For the second time this year the New Bedford Police Department (with several partners) exchanged cash for guns.  It has been hailed a successful program by the media throughout the state of Massachusetts.  In total, 277 guns have been collected through the program in 2010.  At first glance, the goal of the gun exchange appears simple (to get guns off the street), yet I feel the success of this program will difficult to measure.  Is the idea that less guns equals less gun crime an over-simplified formula?  I think so.

The obvious questions that come to mind are:

  • Is this an effect way to reduce gun-related crimes in the city of New Bedford?
  • Won’t criminals that plan on committing gun-related crimes get guns anyway?
  • Are the amount of guns on the streets of New Bedford being reduced? Or are criminals simply selling off old guns to purchase new ones?
  • How is the success of the program being measured?
  • Where is the money coming from to purchase these guns? If it is tax-payer money, is this the best way to reduce crime in New Bedford?
  • Is this program removing guns from law abiding citizens or criminals?
  • Are these guns being verified as coming from New Bedford, or are people bringing guns from other cities in Massachusetts?

New Bedford Gun Exchange ProgramFor me, these are the obvious questions that the city and the organizers of this exchange program should be asking themselves before declaring the program a success.  I don’t think anyone should say, “277 guns have been removed from the streets so this program is successful.”  If gun-related crime statistics in New Bedford remain the same (or even go up) I would suggest that the program may be a waste of time, energy and much needed city funds.  I would even take it a step further and say the program may cause more harm than good by taking guns away from cash-strapped, law-abiding citizens.  In some cases it may mean taking the sole source of protection from a family living in a bad neighborhood.  What happens if a home evasion occurs and someone who sold their gun to the city of New Bedford becomes a victim of crime because they had no way to defend their home and family?

Personally, I have a feeling that people will turn in old guns that were never going to be used in a crime.  A person likely to commit a gun-related crime will get a gun when they need it and never sell their gun to the city.

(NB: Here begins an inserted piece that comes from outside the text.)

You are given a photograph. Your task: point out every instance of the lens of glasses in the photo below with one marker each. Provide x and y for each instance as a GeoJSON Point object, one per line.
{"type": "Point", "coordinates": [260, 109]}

Regardless of the gun-related crime statistics in the future, the New Bedford gun exchange program can be a successful program if it is privately funded and the organizers find a way to ensure guns are being purchased from criminals and not disarming our law-abiding citizens who are simply in need of cash.  A gun exchange program that purchases guns blindly will fail to be successful in reducing gun-related crime.  Simply purchasing any and all guns is not enough to reduce gun violence.